Tuesday June 14, 2005
Application(popper) mis-behaving when using multiple LDAP servers
Application(popper) mis-behaving when using multiple LDAP servers
One of the interesting bugs (4809808)
I handled was related to
an application mis-behaving when multiple
LDAP servers were used
in a Native LDAP client. NS_LDAP_SERVERS
parameter in ldap client
profile indicates the list of LDAP
servers used. Services has done
pretty good analysis and provided
us with following information:
---x---
Customer is using the mailing application
qpopper 4.0.4 (please see
http://www.eudora.com/qpopper)
on a Solaris 9 system that has been
configured as a Native LDAP client.
This program performs some getpwnam()
or getspnam() calls that fail,
when there has been defined more than
one Directory Server (either by
IP-addresses or hostnames) in the
parameter NS_LDAP_SERVERS
of /var/ldap/ldap_client_file. It
works fine, when only one Directory Server
is defined in this parameter.
In case of failure, the following messages
become logged to /var/adm/messages:
Jan 24 12:10:00 hostname /src/net/qpopper/qpopper4.0.4/popper/popper[3011]:
[ID
293258 local0.error] libsldap: Status:
0 Mesg: Invalid server (10.10.10.10,) in
NS_LDAP_SERVERS
Jan 24 12:10:00 hostname last message
repeated 1 time
Jan 24 12:10:00 hostname /src/net/qpopper/qpopper4.0.4/popper/popper[3011]:
[ID
293258 local0.error] libsldap: Status:
2 Mesg: Unable to load configuration '/v
ar/ldap/ldap_client_file' ('Invalid
server (10.10.10.10,) in NS_LDAP_SERVERS').
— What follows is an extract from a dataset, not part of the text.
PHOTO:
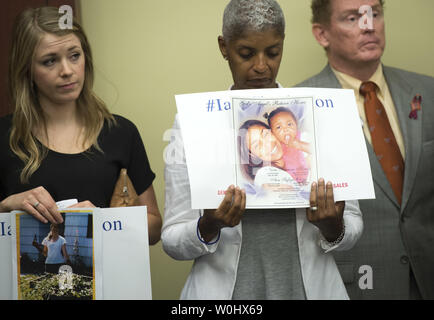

As the message "Invalid server (10.10.10.10,)"
shows, there is a comma at
the end of the string that contains
the IP-address of the 1rst Directory Server.
Also in a truss can be seen when the
function __s_val_serverList() is calling
__s_api_isipv4(), the function __s_api_isipv4()
is examining a string in the
length of the IP-address plus the
comma. This means the wrong string (incl.
the trailing comma) has already been
handed over to __s_val_serverList()
when this function became called.
/etc/nsswitch.conf contains "files
ldap" only for passwd and group. All the other
databases are defined for "files"
only:
passwd: files
ldap
group:
files ldap
hosts:
files dns
ipnodes: files
----x---
I downloaded the qpopper application
and was able to reproduce the problem
in-house. This made my life easier
to troubleshoot the issue. Once I was able
to reproduce the problem, I built
debug libsldap.so.1 binary which pointed out
to the parsing code in libsldap which
builds list of servers. Scanning the
code, i didn't find anything wrong
with that part of code. Then I used the dbx
debugger to further debug the issue.
After a little bit of intro from the
dbx expert, Binu
Jose philip, and excellent help feature that dbx provides,
I was able to use dbx very easily.
I used the step tracing feature and checked
the threadlist when the wrong server
address was passed from __s_val_serverList()
to the function it calls. I started
popper in dbx and stopped at __s_api_isipv4().
The stack looks like:
(/ws/on81-tools/SUNWspro/SC6.1/bin/../WS6U1/bin/sparcv9/dbx)
where
[1] __s_api_isipv4(addr = 0x6d5a8
"129.158.233.109,"), line 1536 in
"ns_common.c"
=>[2] __s_val_serverList(i = NS_LDAP_FILE_VERSION_P,
def = 0xff029b00, param =
0xffbfbf54, errbuf = 0xffbfaf90 ""),
line 3496 in "ns_config.c"
[3] __ns_ldap_setParamValue(ptr
= 0x70560, type = NS_LDAP_SERVERS_P, data =
0xffbfc848, error = 0xffbfdcc8), line
2444 in "ns_config.c"
[4] set_default_value(configptr
= 0x70560, name = 0xffbfc838
"NS_LDAP_SERVERS", value = 0xffbfc848
"129.158.233.109, 129.158.233.128", error
= 0xffbfdcc8), line 1288 in "ns_config.c"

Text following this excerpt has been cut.